Simmel: Our company has a sustainability initiative, ERTH360, that we are implementing over time. It focuses on creating healthier homes with improved indoor air quality and reduced environmental impact. Presently, the affordability crisis has eclipsed sustainability, especially for entry-level buyers. I believe that sustainability will emerge as a significant factor once the affordability crisis is mitigated.
Which state or local housing policies are doing the most to encourage the production of housing, especially for low- to moderate-income households?
Karasik: It’s a particular challenge to build low-income for-sale housing. Some zoning in the state requires a portion of housing to be reserved for moderate-income households. But it can be challenging to find a buyer who meets all of the various requirements in a small state like ours. To sell any home, you need someone to love the area you are building in and like your product type better than any other—and want to buy a house in the current market. That’s not always so easy, but it’s compounded when the buyer must also earn . . . 120 to 140 percent of area median income, have the ability to make a down payment, and have the credit score to qualify, but also doesn’t have too many assets or own other property.
Lawrence: In Florida, we have the Live Local Act, which allows some regulatory and density incentives for affordable housing provisions. Communities are embracing accessory dwelling units, allowing those by right, which adds a significant amount of housing stock over time. We’re seeing density bonuses for implementing sustainability measures and affordability measures. Many municipalities offer tax incentives that require affordable housing as part of the community. It’s still very challenging, especially in areas that need affordable housing. We still see housing policies and regulatory hurdles throughout the zoning and entitlement process that make it very challenging to add density.
Simmel: We have two communities in urban Atlanta that have affordable/workforce housing units incorporated as part of the zoning process. They primarily serve our first responders—firefighters, police, and others in essential roles who face affordability challenges, living in our urban core—contributing to the vibrancy and sustainability of our city, which is undeniably a positive step forward.
Cernuto: In many cities, ordinances are being put into place to encourage developers to make 10 to 15 percent of housing units affordable within a community. However, there are not enough density bonuses, setback relief, and fee discounts to make this viable yet. Most municipalities promoting affordable housing are requiring units to be sold to households earning 60 to 80 percent of the AMI [area median income]. But with current land pricing and material costs, and high interest rates, we lose money on the affordable units. The percent of affordable units needs to be in sync with more incentives through a partnership with the municipality to create a win-win solution.

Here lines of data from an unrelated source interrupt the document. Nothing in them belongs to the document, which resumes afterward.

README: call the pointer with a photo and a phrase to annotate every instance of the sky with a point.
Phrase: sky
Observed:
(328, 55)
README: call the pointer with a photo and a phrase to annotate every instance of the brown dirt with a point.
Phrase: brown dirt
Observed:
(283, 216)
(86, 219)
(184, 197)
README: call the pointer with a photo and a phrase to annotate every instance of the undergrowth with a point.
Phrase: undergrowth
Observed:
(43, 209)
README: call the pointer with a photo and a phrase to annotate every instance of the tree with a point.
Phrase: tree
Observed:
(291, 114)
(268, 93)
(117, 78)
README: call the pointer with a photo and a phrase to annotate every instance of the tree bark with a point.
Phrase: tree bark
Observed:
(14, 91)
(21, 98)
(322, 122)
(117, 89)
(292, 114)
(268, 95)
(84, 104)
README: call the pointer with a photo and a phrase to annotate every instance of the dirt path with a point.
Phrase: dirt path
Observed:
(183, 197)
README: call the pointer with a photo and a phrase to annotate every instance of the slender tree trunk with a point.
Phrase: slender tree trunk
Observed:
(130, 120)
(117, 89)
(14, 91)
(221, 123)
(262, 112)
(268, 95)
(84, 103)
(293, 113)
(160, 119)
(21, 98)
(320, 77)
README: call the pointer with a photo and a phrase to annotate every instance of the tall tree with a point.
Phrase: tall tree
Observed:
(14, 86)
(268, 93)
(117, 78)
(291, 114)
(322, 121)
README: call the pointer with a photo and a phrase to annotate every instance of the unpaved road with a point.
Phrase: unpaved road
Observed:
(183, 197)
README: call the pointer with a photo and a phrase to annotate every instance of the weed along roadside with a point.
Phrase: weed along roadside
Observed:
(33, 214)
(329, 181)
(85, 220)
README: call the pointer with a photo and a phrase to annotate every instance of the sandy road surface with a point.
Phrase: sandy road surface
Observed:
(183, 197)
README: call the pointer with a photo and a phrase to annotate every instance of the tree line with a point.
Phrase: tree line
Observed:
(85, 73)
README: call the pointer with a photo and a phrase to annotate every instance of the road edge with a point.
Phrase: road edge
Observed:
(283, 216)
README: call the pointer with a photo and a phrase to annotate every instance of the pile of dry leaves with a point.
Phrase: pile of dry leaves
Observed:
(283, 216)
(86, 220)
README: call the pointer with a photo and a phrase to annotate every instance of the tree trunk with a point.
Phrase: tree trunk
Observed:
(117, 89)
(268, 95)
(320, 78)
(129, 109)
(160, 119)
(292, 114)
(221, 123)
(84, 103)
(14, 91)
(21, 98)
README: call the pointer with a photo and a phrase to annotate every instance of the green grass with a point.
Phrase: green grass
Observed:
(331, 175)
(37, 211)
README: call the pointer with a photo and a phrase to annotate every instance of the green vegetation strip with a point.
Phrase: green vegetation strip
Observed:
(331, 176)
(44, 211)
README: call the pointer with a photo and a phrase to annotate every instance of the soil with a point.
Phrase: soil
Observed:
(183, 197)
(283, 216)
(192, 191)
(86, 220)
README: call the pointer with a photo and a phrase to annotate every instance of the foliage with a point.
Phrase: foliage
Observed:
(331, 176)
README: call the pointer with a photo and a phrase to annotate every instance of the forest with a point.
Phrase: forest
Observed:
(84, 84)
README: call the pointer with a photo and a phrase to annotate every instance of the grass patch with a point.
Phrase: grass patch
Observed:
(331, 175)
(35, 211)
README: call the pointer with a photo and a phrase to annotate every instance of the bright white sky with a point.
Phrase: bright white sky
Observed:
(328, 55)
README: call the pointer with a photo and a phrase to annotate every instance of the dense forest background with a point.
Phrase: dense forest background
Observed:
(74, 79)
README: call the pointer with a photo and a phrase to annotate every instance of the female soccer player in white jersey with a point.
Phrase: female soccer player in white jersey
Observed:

Laurie: Good policies at the state level for California are incentivizing builders to provide affordable housing as a component of for-sale projects, like SB-1818 [State Density Bonus Law Interim Guidelines] and SB-330 [Housing Crisis Act of 2019]. . . . For the first time, builders have tools to use to ensure entitlement certainty, and the unpredictable nature of entitlements has been the biggest challenge in California.
What other trends excite you?
Lawrence: I’m excited about the growth of the build-to-rent segment, especially in the Midwest, where it is relatively new. Multigenerational households are becoming more common. There’s also the potential for modular and 3-D–printed construction to address affordability challenges. For example, Lennar recently partnered with ICON to build Wolf Ranch, a community in Georgetown, Texas, that consists of 3-D–printed homes. Our company is exploring the use of AI to improve operational efficiency and deliver better value for homeowners.
Simmel: One of the most significant recent changes is the NAR [National Association of REALTORS®] proposed settlement, designed to enhance consumer transparency in real estate transactions. I fully support the decoupling of commissions and the push for consumers to better understand the value realtors provide. Additionally, our company has launched a centralized sales platform that integrates sales, lending, design, and closings under one roof for multiple communities in key areas. This has been transformative, offering consumers a broader view of our portfolio while streamlining the process—eliminating the need to visit numerous communities or work with multiple agents.